2014-06-10-spelman

Literate programming in R using `knitr`

It's easy to generate reports dynamically in R. Literate programming is a paradigm that originally came from Donald Knuth (Knuth, 1984).

Basic idea: Write data + software + documentation (or in this case manuscripts, reports) together.

Analysis code can be divided into text and code "chunks". Doing so allows us to extract the code for machine readable documents (technically referred to as a tangle) or produce a human-readable document (also called weave).
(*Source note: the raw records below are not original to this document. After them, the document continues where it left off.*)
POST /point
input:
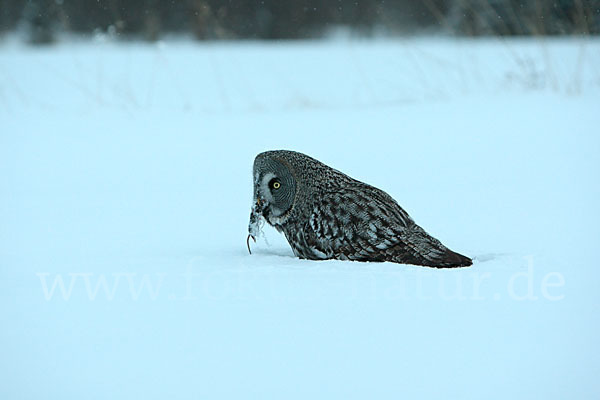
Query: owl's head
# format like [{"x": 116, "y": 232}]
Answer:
[{"x": 274, "y": 185}]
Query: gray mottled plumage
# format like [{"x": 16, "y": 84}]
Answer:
[{"x": 325, "y": 214}]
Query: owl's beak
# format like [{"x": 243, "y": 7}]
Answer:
[{"x": 254, "y": 225}]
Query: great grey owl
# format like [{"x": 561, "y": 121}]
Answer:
[{"x": 325, "y": 214}]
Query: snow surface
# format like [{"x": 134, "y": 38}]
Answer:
[{"x": 126, "y": 176}]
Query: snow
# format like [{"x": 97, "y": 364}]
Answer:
[{"x": 126, "y": 176}]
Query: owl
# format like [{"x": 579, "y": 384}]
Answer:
[{"x": 325, "y": 214}]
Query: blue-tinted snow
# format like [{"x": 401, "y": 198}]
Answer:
[{"x": 130, "y": 166}]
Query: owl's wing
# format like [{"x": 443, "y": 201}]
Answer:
[{"x": 360, "y": 222}]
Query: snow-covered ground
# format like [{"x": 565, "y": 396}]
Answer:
[{"x": 125, "y": 193}]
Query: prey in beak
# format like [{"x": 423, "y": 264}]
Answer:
[{"x": 256, "y": 221}]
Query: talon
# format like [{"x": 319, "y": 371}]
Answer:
[{"x": 248, "y": 242}]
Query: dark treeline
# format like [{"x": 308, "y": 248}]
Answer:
[{"x": 289, "y": 19}]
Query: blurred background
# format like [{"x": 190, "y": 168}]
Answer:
[{"x": 44, "y": 21}]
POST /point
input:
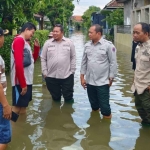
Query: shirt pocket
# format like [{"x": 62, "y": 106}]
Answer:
[
  {"x": 144, "y": 62},
  {"x": 101, "y": 55},
  {"x": 51, "y": 51},
  {"x": 88, "y": 53},
  {"x": 65, "y": 51}
]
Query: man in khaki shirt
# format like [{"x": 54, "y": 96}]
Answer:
[
  {"x": 58, "y": 61},
  {"x": 141, "y": 84}
]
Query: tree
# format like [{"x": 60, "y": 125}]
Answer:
[
  {"x": 87, "y": 15},
  {"x": 115, "y": 17},
  {"x": 60, "y": 12},
  {"x": 16, "y": 12}
]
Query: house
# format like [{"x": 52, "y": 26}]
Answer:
[
  {"x": 98, "y": 18},
  {"x": 136, "y": 11},
  {"x": 112, "y": 5}
]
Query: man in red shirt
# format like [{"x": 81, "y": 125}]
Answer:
[
  {"x": 5, "y": 111},
  {"x": 22, "y": 76}
]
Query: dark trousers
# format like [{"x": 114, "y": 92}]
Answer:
[
  {"x": 58, "y": 87},
  {"x": 142, "y": 104},
  {"x": 99, "y": 98}
]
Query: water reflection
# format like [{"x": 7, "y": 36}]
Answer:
[
  {"x": 75, "y": 127},
  {"x": 97, "y": 134}
]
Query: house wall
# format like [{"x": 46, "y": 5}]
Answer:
[
  {"x": 146, "y": 2},
  {"x": 127, "y": 12},
  {"x": 122, "y": 39}
]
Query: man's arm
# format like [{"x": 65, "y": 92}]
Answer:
[
  {"x": 44, "y": 59},
  {"x": 6, "y": 107},
  {"x": 18, "y": 47},
  {"x": 72, "y": 58},
  {"x": 112, "y": 61},
  {"x": 36, "y": 49},
  {"x": 83, "y": 69}
]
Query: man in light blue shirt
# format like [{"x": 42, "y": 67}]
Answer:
[{"x": 99, "y": 66}]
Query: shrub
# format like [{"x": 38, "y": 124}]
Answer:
[{"x": 6, "y": 49}]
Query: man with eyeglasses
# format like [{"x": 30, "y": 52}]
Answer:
[{"x": 58, "y": 60}]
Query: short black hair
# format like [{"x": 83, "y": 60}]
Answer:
[
  {"x": 98, "y": 28},
  {"x": 145, "y": 27},
  {"x": 28, "y": 26},
  {"x": 60, "y": 26}
]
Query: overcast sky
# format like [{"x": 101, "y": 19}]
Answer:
[{"x": 83, "y": 5}]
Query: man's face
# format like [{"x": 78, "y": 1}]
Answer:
[
  {"x": 138, "y": 34},
  {"x": 1, "y": 41},
  {"x": 29, "y": 34},
  {"x": 57, "y": 34},
  {"x": 93, "y": 35}
]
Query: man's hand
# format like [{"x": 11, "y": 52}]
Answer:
[
  {"x": 7, "y": 112},
  {"x": 110, "y": 82},
  {"x": 83, "y": 83},
  {"x": 24, "y": 91},
  {"x": 36, "y": 42}
]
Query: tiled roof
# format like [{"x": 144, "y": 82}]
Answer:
[
  {"x": 114, "y": 4},
  {"x": 77, "y": 18}
]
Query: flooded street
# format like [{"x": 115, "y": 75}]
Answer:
[{"x": 53, "y": 126}]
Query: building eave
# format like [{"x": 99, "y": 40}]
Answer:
[{"x": 122, "y": 1}]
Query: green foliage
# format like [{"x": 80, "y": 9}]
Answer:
[
  {"x": 17, "y": 12},
  {"x": 6, "y": 49},
  {"x": 115, "y": 17},
  {"x": 60, "y": 11},
  {"x": 87, "y": 15},
  {"x": 109, "y": 37}
]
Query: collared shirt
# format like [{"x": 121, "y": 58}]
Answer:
[
  {"x": 99, "y": 62},
  {"x": 58, "y": 59},
  {"x": 142, "y": 71}
]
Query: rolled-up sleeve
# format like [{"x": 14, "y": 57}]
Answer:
[
  {"x": 112, "y": 60},
  {"x": 84, "y": 63},
  {"x": 44, "y": 59},
  {"x": 73, "y": 58}
]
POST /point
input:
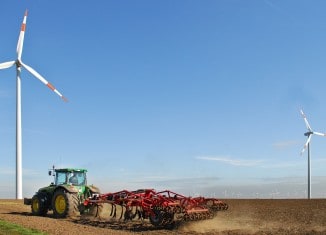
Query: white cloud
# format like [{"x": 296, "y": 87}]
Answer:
[{"x": 230, "y": 161}]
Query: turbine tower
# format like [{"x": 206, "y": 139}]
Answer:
[
  {"x": 18, "y": 62},
  {"x": 309, "y": 134}
]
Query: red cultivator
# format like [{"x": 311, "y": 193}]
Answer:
[{"x": 161, "y": 208}]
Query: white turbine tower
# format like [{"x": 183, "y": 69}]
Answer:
[
  {"x": 18, "y": 62},
  {"x": 309, "y": 134}
]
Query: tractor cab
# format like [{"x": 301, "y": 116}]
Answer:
[{"x": 76, "y": 177}]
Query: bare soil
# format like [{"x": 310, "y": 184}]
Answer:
[{"x": 288, "y": 216}]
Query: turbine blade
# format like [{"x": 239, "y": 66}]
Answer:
[
  {"x": 21, "y": 37},
  {"x": 318, "y": 133},
  {"x": 306, "y": 144},
  {"x": 6, "y": 65},
  {"x": 42, "y": 79},
  {"x": 305, "y": 120}
]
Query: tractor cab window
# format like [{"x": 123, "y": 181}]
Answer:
[
  {"x": 61, "y": 178},
  {"x": 74, "y": 178},
  {"x": 77, "y": 178}
]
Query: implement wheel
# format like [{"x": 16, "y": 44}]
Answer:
[
  {"x": 64, "y": 204},
  {"x": 157, "y": 218},
  {"x": 39, "y": 204}
]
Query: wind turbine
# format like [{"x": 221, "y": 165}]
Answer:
[
  {"x": 18, "y": 62},
  {"x": 309, "y": 134}
]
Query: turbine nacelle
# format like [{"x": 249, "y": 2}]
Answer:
[{"x": 308, "y": 133}]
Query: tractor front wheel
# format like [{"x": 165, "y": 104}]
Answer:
[
  {"x": 65, "y": 204},
  {"x": 39, "y": 204}
]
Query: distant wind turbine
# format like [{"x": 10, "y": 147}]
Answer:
[
  {"x": 18, "y": 62},
  {"x": 309, "y": 134}
]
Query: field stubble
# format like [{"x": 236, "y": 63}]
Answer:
[{"x": 252, "y": 216}]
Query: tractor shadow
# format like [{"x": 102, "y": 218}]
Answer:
[{"x": 131, "y": 226}]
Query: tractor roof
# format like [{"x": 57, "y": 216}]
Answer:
[{"x": 70, "y": 170}]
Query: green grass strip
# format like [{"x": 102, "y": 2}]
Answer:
[{"x": 7, "y": 228}]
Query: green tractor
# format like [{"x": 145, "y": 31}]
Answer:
[{"x": 65, "y": 196}]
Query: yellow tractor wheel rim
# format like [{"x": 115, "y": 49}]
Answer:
[
  {"x": 35, "y": 205},
  {"x": 60, "y": 204}
]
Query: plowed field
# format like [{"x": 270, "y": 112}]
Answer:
[{"x": 243, "y": 217}]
Literate programming involves three main steps:

Separate the narrative from the code
Execute source code and return the results.
Combine the results from the source code with the original narratives to produce a final document.

Why this is important?

Results from scientific research have to be easy to reproduce so others can verify results making them trustworthy. Otherwise we risk producing one off results that no one outside the original research group can reproduce. In this lesson we will learn reproducible research, which is one of the by products of dynamics report generation. However, this process alone will not always guarantee reproducibility.

Installing `knitr`

# Installing knitr is quite easy. 
install.packages("knitr", dependencies = TRUE)
install.packages("pander") # Pander is a useful package for formatting tables in markdown.

Knitr supports a variety of documentation formats including markdown, html and LaTeX. It also allows for easy export to PDF and HTML.

What is markdown?

Markdown is an incredibly simple semantic file format, not too dissimilar from .doc, .rtf, or .txt. Markdown makes it easy for even those without significant knowledge of markup languages like html or LaTex to write any sort of text (including with links, lists, bullets, etc.) and have it parsed into a variety of formats. To learn more about the basics of markdown, peruse this short tutorial on the format.

When to implement reproducibility via literate programming?

You can do this anytime but it is always best to do this at the beginning of a project. Much like writing unit tests, waiting till after a project is completed is a bad idea.
Best used alongside version control like Git.
Use software like R where instructions are scripted.
Never save the output (only raw dataset with pre-processing code. Even cleaned datasets can be discarded but it might help to save them temporarily during intermediate steps).
Finally, store the data in a non-proporietary format (e.g. csv over xls). This will ensure that your data will be readable long into the future.

Good and Bad Practices

Related: See best practices in the R-basics folder.

Creating a basic knitr document

In RStudio, choose new R Markdown file (easiest way) or you can create a new text file and save it with extension .Rmd.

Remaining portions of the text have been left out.